Em pacientes com disfunção diastólica, a avaliação de sintomatologia é um dos pontos mais complexos de trazer para uma medida acurada do ponto de vista laboratorial. Em muitos casos os exames de imagem obtidos em repouso não apontam para quadros complexos, mas o paciente segue se queixando de sintomas exuberantes ao realizar esforços físicos nem sempre muito intensos.
A avaliação de valvopatia nesse contexto poderia seguir o mesmo caminho ou mesmo explicar a complexidade das manifestações clínicas.
Em ecocardiografias de estresse físico já é sabido que o comportamento da valva mitral pode ir se modificando ao longo do esforço levando a quadros de disfunção transitório sem ter correlação com doença isquêmica.
Pacientes que apresentem o diagnóstico de insuficiência cardíaca com fração de ejeção preservada talvez sejam o protótipo desses pacientes que merecem maior estudo, visto que podem apresentar alterações dinâmicas da valva mitral evoluindo com regurgitação importante no pico do esforço, justificando uma eventual sintomatologia desses pacientes.
É interessante observar que a regurgitação mitral já está presente em até 30% dos pacientes com insuficiência cardíaca e fração de ejeção preservada já no repouso e está claramente correlacionada a disfunção de átrio esquerdo, acarretando impacto prognóstico negativo.
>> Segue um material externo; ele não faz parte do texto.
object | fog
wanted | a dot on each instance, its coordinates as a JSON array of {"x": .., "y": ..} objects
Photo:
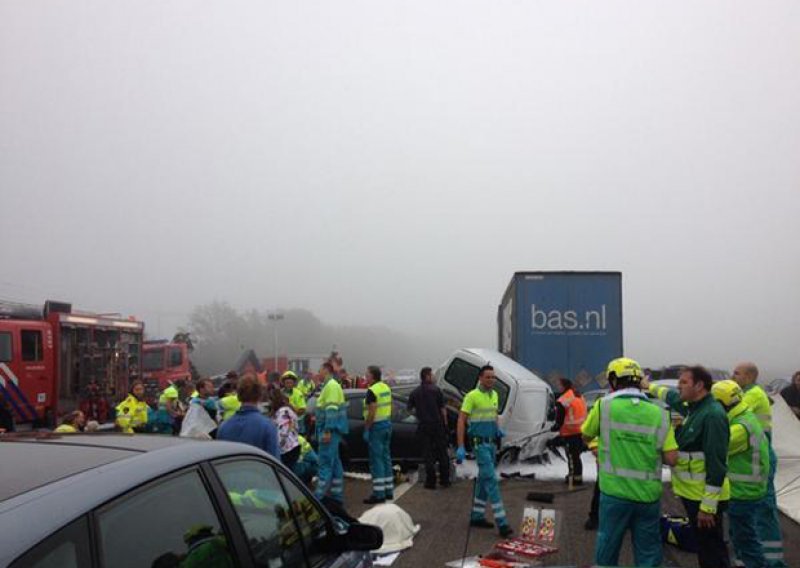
[{"x": 393, "y": 163}]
Para termos uma ideia, cerca de 50% dos pacientes nessa condição têm história de fibrilação atrial em algum momento da evolução.
Pacientes com insuficiência mitral leve no repouso podem ser considerados como tendo um marcador de doença estrutural insipiente, sendo pacientes de mais alto risco para eventos, dentro do contexto de insuficiência cardíaca com fração de ejeção preservada.
É interessante ressaltar que pacientes com queda na fração de ejeção e que tenham regurgitação mitral apresentam com elevada prevalência, no pico do esforço, piora do grau da regurgitação com impacto em sintomas e também em desfechos.
Em pacientes observados, mas com fração de ejeção preservada, essa correlação negativa também ocorreu, mas com em números menores. Perto de 15% dos pacientes apresentaram piora da regurgitação mitral.
Embora a quantificação da regurgitação durante o exercício seja desafiadora pelo cálculo do PISA, a avaliação deve ser comparativa entre o repouso e o pico do esforço, mas esse ponto de viés não pode ser ignorado.
Atualmente esses casos mais complexos acabam indo para avaliação invasiva com cateterismo e medidas de pressão e essa nova possibilidade de avaliação coloca um degrau anterior de screening menos invasivo que poderia trazer informações relevantes, mas ainda carece de mais aprofundamento metodológico.
Embora pouco frequente, a elevação da regurgitação mitral durante o esforço em pacientes com insuficiência cardíaca com fração de ejeção preservada sinaliza para casos mais avançados e que justificam a sintomatologia, mas ainda não desvendam completamente a fisiopatologia desse paciente tão complexo.
Literatura Sugerida:
1 – Dhont S, L’Hoyes W, Moura Ferreira S, et al. Atrial Functional Mitral Regurgitation and Exercise-Induced Changes in Heart Failure With Preserved Ejection Fraction. JACC Cardiovasc Imaging. 2025 Dec;18(12):1285-1296.